Although Classical Athenian ideology did not permit women to exercise
legal, economic, and social autonomy, the tragedies of Aeschylus,
Sophocles, and Euripides often represent them as influential social and
moral forces in their own right. Scholars have struggled to explain this
seeming contradiction. Helene Foley shows how Greek tragedy uses gender
relations to explore specific issues in the development of the social,
political, and intellectual life in the polis. She investigates three
central and problematic areas in which tragic heroines act independently
of men: death ritual and lamentation, marriage, and the making of
significant ethical choices. Her anthropological approach, together with
her literary analysis, allows for an unusually rich context in which to
understand gender relations in ancient Greece.

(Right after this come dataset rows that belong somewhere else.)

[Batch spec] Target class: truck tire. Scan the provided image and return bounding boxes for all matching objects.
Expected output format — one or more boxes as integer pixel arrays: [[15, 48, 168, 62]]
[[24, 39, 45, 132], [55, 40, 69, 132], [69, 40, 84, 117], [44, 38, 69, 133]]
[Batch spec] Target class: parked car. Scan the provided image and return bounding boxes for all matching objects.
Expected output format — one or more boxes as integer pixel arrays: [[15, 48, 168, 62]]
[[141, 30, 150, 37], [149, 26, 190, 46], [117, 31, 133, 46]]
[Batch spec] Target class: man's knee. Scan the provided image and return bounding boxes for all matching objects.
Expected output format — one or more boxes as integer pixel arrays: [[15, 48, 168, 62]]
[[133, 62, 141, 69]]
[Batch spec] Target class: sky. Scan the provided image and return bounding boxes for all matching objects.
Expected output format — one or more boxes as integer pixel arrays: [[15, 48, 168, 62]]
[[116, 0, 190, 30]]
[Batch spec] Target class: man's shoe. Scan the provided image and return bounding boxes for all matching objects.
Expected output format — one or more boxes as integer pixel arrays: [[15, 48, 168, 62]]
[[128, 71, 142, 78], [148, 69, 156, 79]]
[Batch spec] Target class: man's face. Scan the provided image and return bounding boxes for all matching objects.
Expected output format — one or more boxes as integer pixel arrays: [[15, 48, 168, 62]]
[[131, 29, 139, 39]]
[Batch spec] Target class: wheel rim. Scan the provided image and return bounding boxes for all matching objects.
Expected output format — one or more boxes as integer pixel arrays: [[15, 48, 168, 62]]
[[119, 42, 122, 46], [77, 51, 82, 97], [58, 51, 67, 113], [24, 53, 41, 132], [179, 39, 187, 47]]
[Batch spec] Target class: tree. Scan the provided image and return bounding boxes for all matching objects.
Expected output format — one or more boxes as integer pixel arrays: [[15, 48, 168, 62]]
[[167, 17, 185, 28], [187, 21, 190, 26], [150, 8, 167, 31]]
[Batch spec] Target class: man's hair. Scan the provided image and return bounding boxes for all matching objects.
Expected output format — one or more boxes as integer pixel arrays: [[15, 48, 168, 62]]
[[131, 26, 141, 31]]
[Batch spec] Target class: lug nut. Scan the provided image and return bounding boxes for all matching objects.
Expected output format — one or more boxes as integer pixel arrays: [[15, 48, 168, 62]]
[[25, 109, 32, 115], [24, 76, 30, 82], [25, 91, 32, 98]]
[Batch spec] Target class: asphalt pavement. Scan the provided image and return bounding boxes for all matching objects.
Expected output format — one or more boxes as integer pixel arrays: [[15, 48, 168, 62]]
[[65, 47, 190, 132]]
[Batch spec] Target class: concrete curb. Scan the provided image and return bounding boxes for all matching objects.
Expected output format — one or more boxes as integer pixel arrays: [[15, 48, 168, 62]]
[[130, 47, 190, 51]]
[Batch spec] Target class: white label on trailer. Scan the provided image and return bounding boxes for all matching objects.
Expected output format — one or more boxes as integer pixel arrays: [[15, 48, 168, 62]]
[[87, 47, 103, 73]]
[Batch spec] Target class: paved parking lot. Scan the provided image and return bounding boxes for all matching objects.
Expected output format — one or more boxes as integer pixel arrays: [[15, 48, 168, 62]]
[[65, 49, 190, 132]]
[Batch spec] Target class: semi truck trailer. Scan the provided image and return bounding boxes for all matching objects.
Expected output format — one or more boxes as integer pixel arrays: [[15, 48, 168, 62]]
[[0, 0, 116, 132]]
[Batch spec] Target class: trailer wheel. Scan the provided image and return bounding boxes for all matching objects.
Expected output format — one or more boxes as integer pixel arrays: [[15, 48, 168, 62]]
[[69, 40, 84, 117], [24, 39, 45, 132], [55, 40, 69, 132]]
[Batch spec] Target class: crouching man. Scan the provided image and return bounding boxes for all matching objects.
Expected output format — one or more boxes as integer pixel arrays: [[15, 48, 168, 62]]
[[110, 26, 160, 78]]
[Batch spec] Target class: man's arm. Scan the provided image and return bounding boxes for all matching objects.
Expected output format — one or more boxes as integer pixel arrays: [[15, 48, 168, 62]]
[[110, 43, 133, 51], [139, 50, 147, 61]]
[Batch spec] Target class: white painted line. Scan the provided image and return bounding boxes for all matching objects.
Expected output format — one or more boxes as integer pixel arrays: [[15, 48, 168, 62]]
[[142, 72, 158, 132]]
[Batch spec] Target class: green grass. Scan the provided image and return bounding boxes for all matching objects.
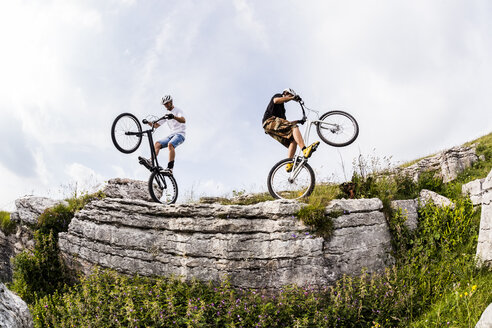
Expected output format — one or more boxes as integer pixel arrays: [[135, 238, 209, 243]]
[[30, 200, 492, 328], [9, 192, 104, 303], [0, 211, 16, 235]]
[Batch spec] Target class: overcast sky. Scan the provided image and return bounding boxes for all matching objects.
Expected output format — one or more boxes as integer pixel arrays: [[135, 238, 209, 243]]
[[0, 0, 492, 210]]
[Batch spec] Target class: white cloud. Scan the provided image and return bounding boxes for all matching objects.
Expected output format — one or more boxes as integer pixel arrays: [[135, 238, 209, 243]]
[[65, 163, 105, 192]]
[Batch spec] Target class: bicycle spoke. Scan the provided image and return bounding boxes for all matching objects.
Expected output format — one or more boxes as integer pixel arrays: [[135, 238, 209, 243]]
[[111, 113, 142, 153], [317, 111, 359, 147], [149, 172, 178, 204], [269, 161, 314, 199]]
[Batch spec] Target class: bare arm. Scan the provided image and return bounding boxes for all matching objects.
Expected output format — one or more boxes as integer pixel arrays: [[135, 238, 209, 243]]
[[174, 116, 186, 123], [273, 95, 294, 104], [147, 122, 161, 129]]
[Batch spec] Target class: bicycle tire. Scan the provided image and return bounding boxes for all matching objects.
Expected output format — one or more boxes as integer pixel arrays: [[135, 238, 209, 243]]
[[149, 169, 178, 204], [267, 158, 315, 199], [111, 113, 142, 154], [316, 110, 359, 147]]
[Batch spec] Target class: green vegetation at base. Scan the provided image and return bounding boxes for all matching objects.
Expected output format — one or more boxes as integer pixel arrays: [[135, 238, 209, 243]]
[[0, 211, 17, 236], [30, 200, 492, 328], [10, 192, 104, 303]]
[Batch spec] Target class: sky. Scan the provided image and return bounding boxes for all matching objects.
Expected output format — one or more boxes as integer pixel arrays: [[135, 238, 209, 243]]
[[0, 0, 492, 210]]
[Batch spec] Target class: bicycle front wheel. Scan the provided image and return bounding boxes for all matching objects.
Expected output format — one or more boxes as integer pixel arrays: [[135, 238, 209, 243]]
[[267, 158, 315, 199], [111, 113, 142, 154], [316, 110, 359, 147], [149, 169, 178, 204]]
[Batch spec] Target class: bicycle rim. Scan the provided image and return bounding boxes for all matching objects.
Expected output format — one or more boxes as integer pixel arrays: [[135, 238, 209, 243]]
[[316, 111, 359, 147], [111, 113, 142, 154], [268, 159, 314, 199], [149, 171, 178, 204]]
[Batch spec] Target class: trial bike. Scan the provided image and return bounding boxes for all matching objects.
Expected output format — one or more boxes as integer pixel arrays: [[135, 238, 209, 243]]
[[267, 97, 359, 199], [111, 113, 178, 204]]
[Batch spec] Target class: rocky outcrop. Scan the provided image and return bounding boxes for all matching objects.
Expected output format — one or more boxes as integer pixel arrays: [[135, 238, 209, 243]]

This book examines, for example, the tragic response to legislation
regulating family life that may have begun as early as the sixth
century. It also draws upon contemporary studies of virtue ethics and
upon feminist reconsiderations of the Western ethical tradition. Foley
maintains that by viewing public issues through the lens of the family,
tragedy asks whether public and private morality can operate on the same
terms. Moreover, the plays use women to represent significant moral
alternatives. Tragedy thus exploits, reinforces, and questions cultural
clichés about women and gender in a fashion that resonates with
contemporary Athenian social and political issues.